The raven looked unimpressed. 'Before you start cursing, and probably dragging peacefully dead and respectable ancestors back from their well-earned graves, just answer me one question.' The voice of the bird was like stone striking against stone.
The young man said nothing, at first. It is not unknown for ravens to talk, but this one had not done so before, and he had not been expecting it to. 'Certainly. Ask your question.'
The raven tipped its head onto one side. 'Do you like writing that stuff?'
'That life-as-it-is stuff you do. I've looked over your shoulder sometimes. I've even read a little here and there. Do you enjoy writing it?'
The young man looked down at the bird. 'It's literature,' he explained, as if to a child. 'Real literature. Real life. The real world. It's an artist's job to show people the world they live in. We hold up mirrors.'
Outside the room lightning clove the sky. The young man glanced out of the window: a jagged streak of blinding fire created warped and ominous silhouettes from the bony trees and the ruined abbey on the hill.
The raven cleared its throat. 'I said, do you enjoy it?'
The young man looked at the bird, then he looked away and, wordlessly, he shook his head.
'That's why you keep trying to pull it apart,' said the bird. 'It's not the satirist in you that makes you lampoon the commonplace and the humdrum. Merely boredom with the way things are.
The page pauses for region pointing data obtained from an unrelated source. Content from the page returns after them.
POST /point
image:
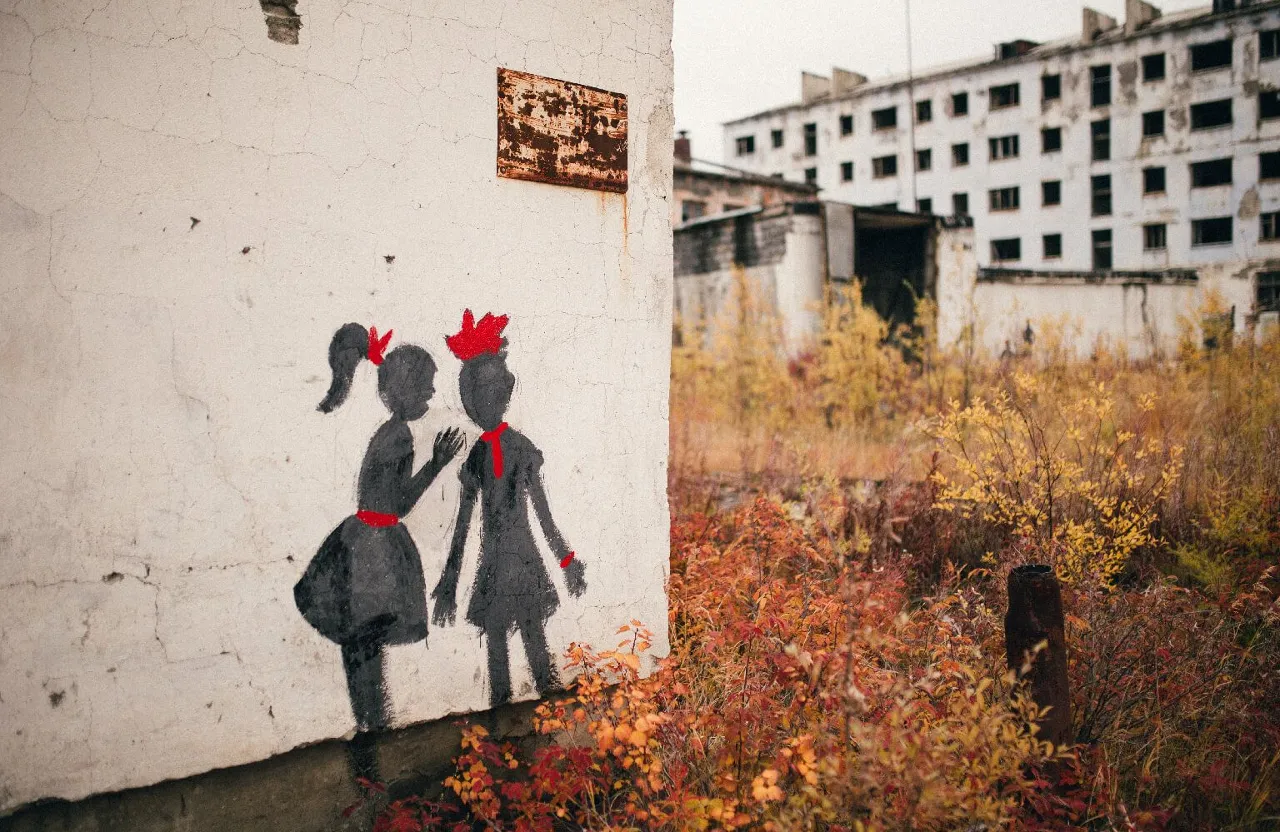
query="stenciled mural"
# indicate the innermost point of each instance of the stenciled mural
(365, 590)
(512, 592)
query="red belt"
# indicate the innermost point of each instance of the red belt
(376, 519)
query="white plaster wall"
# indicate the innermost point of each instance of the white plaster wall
(956, 274)
(799, 282)
(1138, 319)
(164, 472)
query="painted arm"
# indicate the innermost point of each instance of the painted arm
(447, 446)
(575, 574)
(447, 589)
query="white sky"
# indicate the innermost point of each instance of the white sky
(740, 56)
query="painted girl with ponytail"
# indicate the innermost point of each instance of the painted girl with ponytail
(364, 589)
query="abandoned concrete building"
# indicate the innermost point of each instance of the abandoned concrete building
(704, 188)
(792, 252)
(1118, 176)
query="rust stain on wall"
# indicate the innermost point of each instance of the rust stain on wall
(561, 132)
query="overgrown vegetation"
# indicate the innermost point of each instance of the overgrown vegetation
(842, 529)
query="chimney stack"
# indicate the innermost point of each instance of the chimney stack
(1096, 23)
(1138, 14)
(844, 81)
(813, 87)
(684, 149)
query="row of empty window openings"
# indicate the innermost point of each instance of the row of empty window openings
(1215, 231)
(1202, 174)
(1203, 56)
(1205, 115)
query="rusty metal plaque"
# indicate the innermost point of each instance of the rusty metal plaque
(561, 132)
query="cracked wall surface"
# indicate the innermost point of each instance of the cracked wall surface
(164, 472)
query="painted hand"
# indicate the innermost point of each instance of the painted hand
(446, 606)
(575, 577)
(447, 446)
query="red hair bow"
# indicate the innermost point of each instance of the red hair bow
(476, 339)
(378, 346)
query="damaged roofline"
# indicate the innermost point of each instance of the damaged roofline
(1033, 277)
(1047, 50)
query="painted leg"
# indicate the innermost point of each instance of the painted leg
(362, 661)
(499, 668)
(365, 685)
(540, 662)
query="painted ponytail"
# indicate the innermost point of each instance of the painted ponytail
(348, 347)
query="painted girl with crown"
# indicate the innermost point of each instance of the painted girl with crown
(513, 590)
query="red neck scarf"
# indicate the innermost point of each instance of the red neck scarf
(494, 439)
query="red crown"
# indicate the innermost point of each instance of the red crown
(476, 339)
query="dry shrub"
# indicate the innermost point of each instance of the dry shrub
(837, 652)
(1063, 478)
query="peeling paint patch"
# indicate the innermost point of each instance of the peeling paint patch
(561, 132)
(282, 21)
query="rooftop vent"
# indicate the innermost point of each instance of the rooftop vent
(1014, 49)
(1096, 23)
(1138, 14)
(813, 87)
(844, 81)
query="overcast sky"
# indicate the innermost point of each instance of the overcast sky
(740, 56)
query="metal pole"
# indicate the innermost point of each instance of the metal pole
(910, 103)
(1034, 616)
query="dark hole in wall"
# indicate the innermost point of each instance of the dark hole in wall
(891, 265)
(282, 21)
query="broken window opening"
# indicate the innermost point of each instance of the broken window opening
(1269, 45)
(883, 167)
(1102, 250)
(1211, 55)
(1269, 292)
(1101, 133)
(885, 119)
(1269, 165)
(1051, 192)
(1101, 192)
(1152, 123)
(1004, 199)
(1208, 114)
(1155, 237)
(1004, 147)
(1004, 96)
(1153, 67)
(1215, 231)
(1051, 140)
(1214, 172)
(1152, 179)
(1270, 231)
(1051, 87)
(1100, 85)
(1006, 250)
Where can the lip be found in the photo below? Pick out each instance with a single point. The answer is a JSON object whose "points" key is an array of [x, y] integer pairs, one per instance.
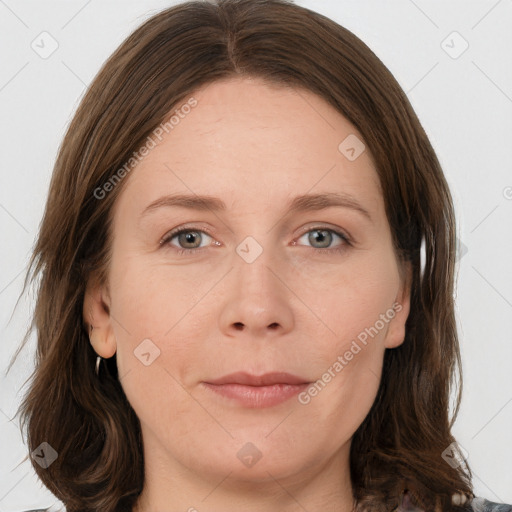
{"points": [[258, 391]]}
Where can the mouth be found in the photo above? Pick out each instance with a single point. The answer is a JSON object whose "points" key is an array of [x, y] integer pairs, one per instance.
{"points": [[257, 391]]}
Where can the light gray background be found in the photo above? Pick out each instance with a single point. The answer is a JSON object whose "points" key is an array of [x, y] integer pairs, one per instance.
{"points": [[464, 103]]}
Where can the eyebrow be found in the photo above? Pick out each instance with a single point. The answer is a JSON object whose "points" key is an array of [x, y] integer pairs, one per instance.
{"points": [[302, 203]]}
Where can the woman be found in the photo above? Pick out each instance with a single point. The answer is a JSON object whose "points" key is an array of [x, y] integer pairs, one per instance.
{"points": [[197, 349]]}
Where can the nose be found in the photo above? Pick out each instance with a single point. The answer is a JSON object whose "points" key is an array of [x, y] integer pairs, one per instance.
{"points": [[257, 299]]}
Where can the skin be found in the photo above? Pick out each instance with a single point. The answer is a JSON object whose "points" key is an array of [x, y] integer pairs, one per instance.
{"points": [[254, 146]]}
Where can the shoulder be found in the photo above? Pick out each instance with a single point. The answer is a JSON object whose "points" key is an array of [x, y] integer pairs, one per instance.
{"points": [[478, 504]]}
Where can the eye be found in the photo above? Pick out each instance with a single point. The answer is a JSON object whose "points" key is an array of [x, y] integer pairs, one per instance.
{"points": [[324, 237], [187, 238]]}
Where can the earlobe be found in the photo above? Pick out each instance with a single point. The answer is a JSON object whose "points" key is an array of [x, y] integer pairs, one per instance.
{"points": [[97, 320], [396, 331]]}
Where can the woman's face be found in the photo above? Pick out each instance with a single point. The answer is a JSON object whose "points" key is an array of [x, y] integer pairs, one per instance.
{"points": [[261, 287]]}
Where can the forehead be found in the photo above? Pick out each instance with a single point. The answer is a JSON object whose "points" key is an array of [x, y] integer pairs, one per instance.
{"points": [[246, 140]]}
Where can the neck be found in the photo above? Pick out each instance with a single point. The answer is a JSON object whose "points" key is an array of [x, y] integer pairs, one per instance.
{"points": [[173, 487]]}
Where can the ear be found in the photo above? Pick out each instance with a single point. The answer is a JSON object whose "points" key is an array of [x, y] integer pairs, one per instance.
{"points": [[97, 319], [396, 331]]}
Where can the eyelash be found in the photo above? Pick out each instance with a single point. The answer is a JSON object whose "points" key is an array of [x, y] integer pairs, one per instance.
{"points": [[166, 240]]}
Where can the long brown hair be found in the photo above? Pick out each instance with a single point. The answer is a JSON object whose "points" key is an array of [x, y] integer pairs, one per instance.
{"points": [[89, 421]]}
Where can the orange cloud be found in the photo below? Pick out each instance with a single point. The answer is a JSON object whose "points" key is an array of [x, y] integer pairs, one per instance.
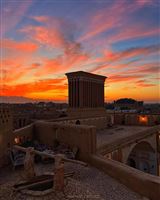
{"points": [[12, 14], [41, 86], [138, 54], [25, 46]]}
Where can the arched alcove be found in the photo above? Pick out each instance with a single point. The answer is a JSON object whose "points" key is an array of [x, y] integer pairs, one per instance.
{"points": [[143, 157]]}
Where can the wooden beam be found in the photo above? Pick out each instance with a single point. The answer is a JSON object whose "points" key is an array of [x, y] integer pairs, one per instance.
{"points": [[51, 156]]}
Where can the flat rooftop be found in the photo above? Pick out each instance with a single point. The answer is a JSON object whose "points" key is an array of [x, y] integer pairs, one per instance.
{"points": [[87, 183], [111, 138]]}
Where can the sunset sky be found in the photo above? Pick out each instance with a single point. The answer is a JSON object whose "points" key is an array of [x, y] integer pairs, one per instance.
{"points": [[41, 40]]}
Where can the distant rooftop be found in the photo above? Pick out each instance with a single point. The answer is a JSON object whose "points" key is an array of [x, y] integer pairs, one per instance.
{"points": [[85, 74], [110, 139]]}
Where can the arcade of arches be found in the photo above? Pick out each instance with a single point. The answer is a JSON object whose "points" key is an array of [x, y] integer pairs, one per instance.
{"points": [[143, 157]]}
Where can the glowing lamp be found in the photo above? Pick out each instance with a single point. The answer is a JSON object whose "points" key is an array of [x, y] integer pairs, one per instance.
{"points": [[143, 119], [16, 140]]}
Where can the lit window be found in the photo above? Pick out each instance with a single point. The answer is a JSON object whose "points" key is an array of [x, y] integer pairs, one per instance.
{"points": [[16, 140], [143, 119]]}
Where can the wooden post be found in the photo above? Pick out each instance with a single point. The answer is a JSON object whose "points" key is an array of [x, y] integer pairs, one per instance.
{"points": [[58, 174], [29, 163]]}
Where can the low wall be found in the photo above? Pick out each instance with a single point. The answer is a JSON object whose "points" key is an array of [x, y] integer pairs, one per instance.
{"points": [[136, 119], [140, 182], [25, 132], [99, 122], [84, 137]]}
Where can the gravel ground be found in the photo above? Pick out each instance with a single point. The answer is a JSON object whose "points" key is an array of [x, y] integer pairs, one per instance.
{"points": [[87, 183]]}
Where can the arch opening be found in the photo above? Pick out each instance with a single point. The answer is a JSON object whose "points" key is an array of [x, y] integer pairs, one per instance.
{"points": [[143, 157]]}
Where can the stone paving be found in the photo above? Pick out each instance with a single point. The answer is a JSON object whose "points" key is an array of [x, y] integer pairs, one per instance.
{"points": [[87, 183]]}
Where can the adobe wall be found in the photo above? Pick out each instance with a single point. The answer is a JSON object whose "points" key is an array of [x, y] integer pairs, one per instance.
{"points": [[84, 137], [140, 182], [25, 132], [98, 122], [152, 140], [134, 119], [6, 136], [86, 112]]}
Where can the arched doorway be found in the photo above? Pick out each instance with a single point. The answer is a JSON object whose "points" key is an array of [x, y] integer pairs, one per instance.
{"points": [[131, 162], [143, 157]]}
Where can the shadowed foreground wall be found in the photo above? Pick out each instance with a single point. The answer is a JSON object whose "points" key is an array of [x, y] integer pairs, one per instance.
{"points": [[142, 183], [84, 137]]}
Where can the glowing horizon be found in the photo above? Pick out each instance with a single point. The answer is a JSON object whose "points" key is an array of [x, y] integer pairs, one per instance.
{"points": [[41, 41]]}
D'you see?' It paused to preen a stray wing feather back into place with its beak. Then it looked up at him once more. 'Have you ever thought of writing fantasy?' it asked.
The young man laughed. 'Fantasy? Listen, I write literature. Fantasy isn't life. Esoteric dreams, written by a minority for a minority, it's-'
'What you'd be writing if you knew what was good for you.'
'I'm a classicist,' said the young man. He reached out his hand to a shelf of the classics - Udolpho, The Castle of Otranto, The Saragossa Manuscript, The Monk and the rest of them. 'It's literature.'
'Nevermore,' said the raven. It was the last word the young man ever heard it speak. It hopped from the bust, spread its wings and glided out of the study door into the waiting darkness."